Por algún capricho personal cuyo significado se me escapaba, hacía poco tiempo que Leng había empezado a prestar servicios médicos no remunerados en una serie de hogares industriales de la zona, con el resultado de que a última hora de la tarde jamás se le encontraba en sus habitaciones. El lunes pasado, 11 de julio, le vi por las ventanas delanteras del gabinete. Cruzaba la avenida, y no cabía duda de que se dirigía a Park Row y los asilos.
Supe que no era casualidad. Aquella ocasión me la brindaba el destino.
No le negaré que subí al segundo piso en un estado de cierta ansiedad. Leng había cambiado la cerradura de su puerta, pero yo tenía en mi poder una llave maestra.
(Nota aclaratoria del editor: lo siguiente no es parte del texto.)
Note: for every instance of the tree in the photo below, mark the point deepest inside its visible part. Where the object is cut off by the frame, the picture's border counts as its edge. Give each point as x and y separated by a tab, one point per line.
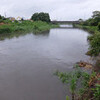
41	16
95	18
0	17
96	14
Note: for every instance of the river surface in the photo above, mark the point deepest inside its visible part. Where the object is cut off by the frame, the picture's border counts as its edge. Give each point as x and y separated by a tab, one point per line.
28	62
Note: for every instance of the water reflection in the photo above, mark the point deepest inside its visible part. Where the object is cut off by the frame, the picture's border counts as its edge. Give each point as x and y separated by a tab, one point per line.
27	63
20	34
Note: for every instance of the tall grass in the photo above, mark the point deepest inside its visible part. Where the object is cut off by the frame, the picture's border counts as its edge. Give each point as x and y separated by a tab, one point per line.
37	26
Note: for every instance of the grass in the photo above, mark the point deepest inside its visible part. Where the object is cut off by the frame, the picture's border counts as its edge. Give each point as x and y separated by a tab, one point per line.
25	26
90	29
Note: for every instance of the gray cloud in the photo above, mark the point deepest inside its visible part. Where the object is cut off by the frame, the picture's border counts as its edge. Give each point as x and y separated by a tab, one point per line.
58	9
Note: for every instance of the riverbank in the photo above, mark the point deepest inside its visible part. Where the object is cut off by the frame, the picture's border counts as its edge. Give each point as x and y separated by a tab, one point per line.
25	26
93	90
90	29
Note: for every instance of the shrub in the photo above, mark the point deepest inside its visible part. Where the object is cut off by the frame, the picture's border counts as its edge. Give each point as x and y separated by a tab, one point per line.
99	26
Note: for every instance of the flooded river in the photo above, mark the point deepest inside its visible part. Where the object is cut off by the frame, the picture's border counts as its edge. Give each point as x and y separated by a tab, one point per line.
27	63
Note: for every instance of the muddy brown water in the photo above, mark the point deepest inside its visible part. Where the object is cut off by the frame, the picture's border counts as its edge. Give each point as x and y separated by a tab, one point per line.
27	63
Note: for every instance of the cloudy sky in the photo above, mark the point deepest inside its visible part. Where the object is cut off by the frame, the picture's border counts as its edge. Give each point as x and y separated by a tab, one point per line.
58	9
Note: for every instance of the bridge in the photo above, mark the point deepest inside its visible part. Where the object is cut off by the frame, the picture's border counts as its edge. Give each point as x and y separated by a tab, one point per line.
65	22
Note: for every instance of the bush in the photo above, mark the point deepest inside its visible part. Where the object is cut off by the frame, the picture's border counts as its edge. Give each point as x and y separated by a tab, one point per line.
41	16
95	44
99	26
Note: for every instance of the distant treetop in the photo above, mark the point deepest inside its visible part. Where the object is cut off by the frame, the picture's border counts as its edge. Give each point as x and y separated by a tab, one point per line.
41	16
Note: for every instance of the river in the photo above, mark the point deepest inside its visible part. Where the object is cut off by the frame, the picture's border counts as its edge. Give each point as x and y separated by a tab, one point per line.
27	63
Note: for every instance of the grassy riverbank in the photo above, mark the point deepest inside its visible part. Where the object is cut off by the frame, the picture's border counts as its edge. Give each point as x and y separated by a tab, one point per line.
25	26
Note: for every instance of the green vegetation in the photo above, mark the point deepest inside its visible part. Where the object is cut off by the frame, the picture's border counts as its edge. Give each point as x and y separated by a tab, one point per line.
93	26
75	79
83	86
41	25
41	17
37	26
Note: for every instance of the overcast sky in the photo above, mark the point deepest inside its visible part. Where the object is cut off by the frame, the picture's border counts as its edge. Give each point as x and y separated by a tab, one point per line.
58	9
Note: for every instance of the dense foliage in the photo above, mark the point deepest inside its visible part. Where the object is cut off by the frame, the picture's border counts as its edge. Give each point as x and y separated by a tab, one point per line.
93	26
41	17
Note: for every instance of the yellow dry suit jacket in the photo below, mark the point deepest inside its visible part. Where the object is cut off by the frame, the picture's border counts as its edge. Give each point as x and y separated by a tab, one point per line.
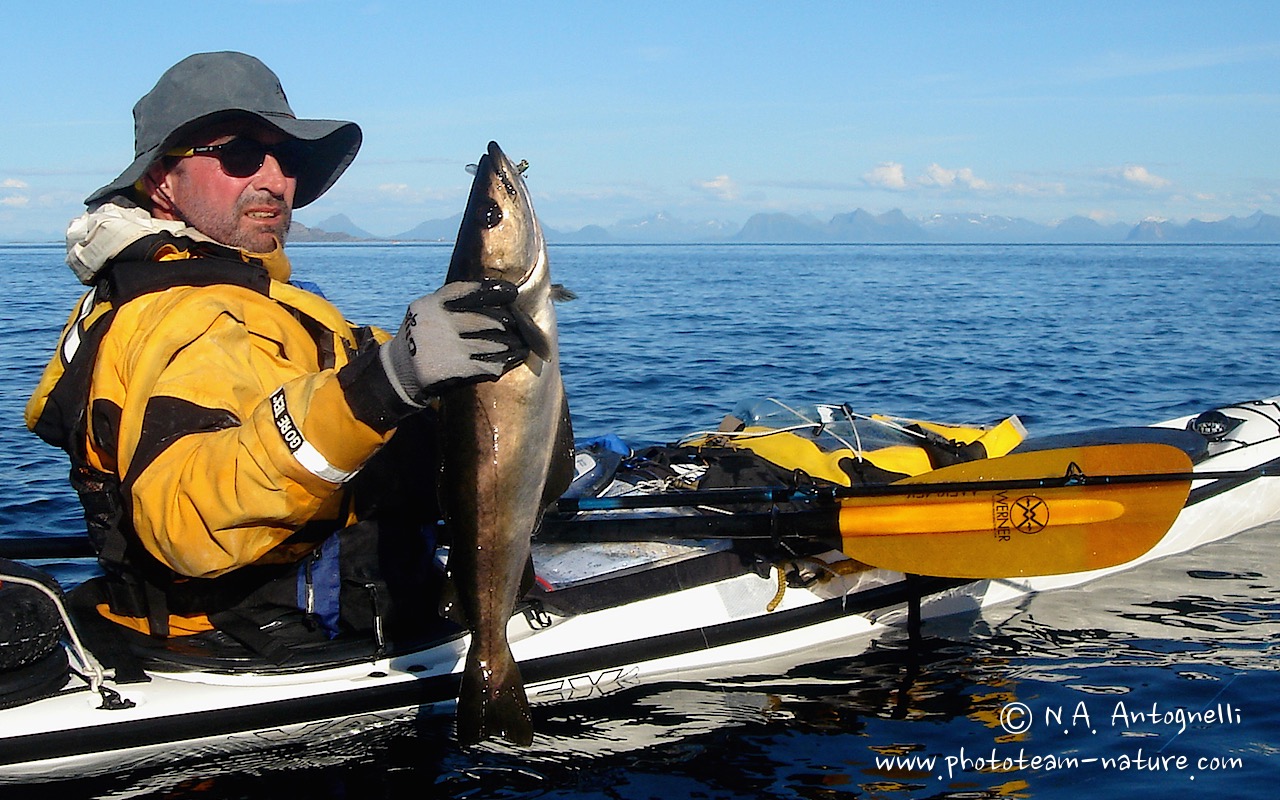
214	417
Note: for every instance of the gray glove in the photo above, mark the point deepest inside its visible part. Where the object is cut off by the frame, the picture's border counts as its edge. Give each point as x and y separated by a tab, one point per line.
461	333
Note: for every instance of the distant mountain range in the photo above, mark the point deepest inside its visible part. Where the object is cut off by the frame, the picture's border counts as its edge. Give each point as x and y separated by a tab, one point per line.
855	227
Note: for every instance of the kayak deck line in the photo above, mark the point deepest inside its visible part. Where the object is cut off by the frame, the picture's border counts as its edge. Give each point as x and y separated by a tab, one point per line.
696	611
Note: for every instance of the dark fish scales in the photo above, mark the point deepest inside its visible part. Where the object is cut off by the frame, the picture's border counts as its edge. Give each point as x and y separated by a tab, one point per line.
508	451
Empujé, pues, la puerta y penetré en el interior.
Leng había amueblado la primera estancia como sala de estar, y quedé azorado por sus gustos en materia decorativa: grabados de temas deportivos y colores vivos, y, amontonados en las mesas, ejemplares de la prensa amarilla y la peor literatura. Contra la impresión que me había causado desde el primer día (la de una persona elegante y refinada), aquella sala parecía reflejar las aficiones de un joven sin instrucción; era, en suma, uno de esos cubiles en los que se siente a gusto un asiduo a los billares, o una chica de origen muy humilde. Todo estaba cubierto por una capa de polvo, como si Leng llevara cierto tiempo sin frecuentar su salón.
La puerta de acceso a las habitaciones del fondo había sido dotada de una cortina de brocado, cuyo considerable peso levanté con la punta del bastón. Me consideraba preparado para casi todo, pero dudo que lo estuviera para lo que encontré.
Las habitaciones estaban vacías casi por completo. Contenían, repartidas por su espacio, un mínimo de seis mesas grandes, con superficies cuyos arañazos daban testimonio de muchas horas de trabajo experimental. No había más mobiliario. Flotaba en todas las estancias un olor a amoníaco que estuvo a punto de asfixiarme. Encontré varios escalpelos desafilados en un cajón. Los demás cajones que examiné estaban vacíos, con ácaros del polvo y arañas.
Tras intensivas búsquedas, localicé el punto del suelo por donde se había filtrado, noches antes, la sangre. El aspecto de las tablas era de haber sido limpiadas con ácido; concretamente, a juzgar por el olor, aqua regia. Eché un vistazo a las paredes, y observé otras zonas, tanto grandes como pequeñas, que delataban asimismo una limpieza reciente, o eso me pareció.
Debo confesar que en ese momento me sentí un poco tonto. Allá no había nada que justificase la alarma, nada digno de levantar sospechas, por ínfimas que fueran, ni en el más perspicaz policía. No obstante, la aprensión se negaba a abandonarme del todo. Algo en aquel salón, en el olor a productos químicos, en la meticulosidad con que se habían limpiado las paredes y el suelo, desentonaba. ¿Cuál era el motivo de que las habitaciones del fondo estuvieran tan limpias, y de que, en contraste, se hubiera permitido la acumulación de polvo en el salón?
En ese momento me acordé del sótano.
Hacía varios años que Leng, inesperadamente, me había pedido permiso para utilizar la carbonera del sótano como almacén para el instrumental sobrante. El túnel llevaba algunos años en desuso, desde la instalación de una caldera nueva, y como a mí no me hacía ninguna falta, le había entregado la llave a Leng y me había olvidado enseguida del asunto.
Sería incapaz de describir mis emociones al bajar por la escalera que conducía al sótano desde el fondo del gabinete. En una ocasión me detuve y medité si convenía solicitar ayuda, pero volvió a triunfar el sentido común. No había indicios de nada delictivo. No, lo único razonable era proseguir con mis pesquisas a solas.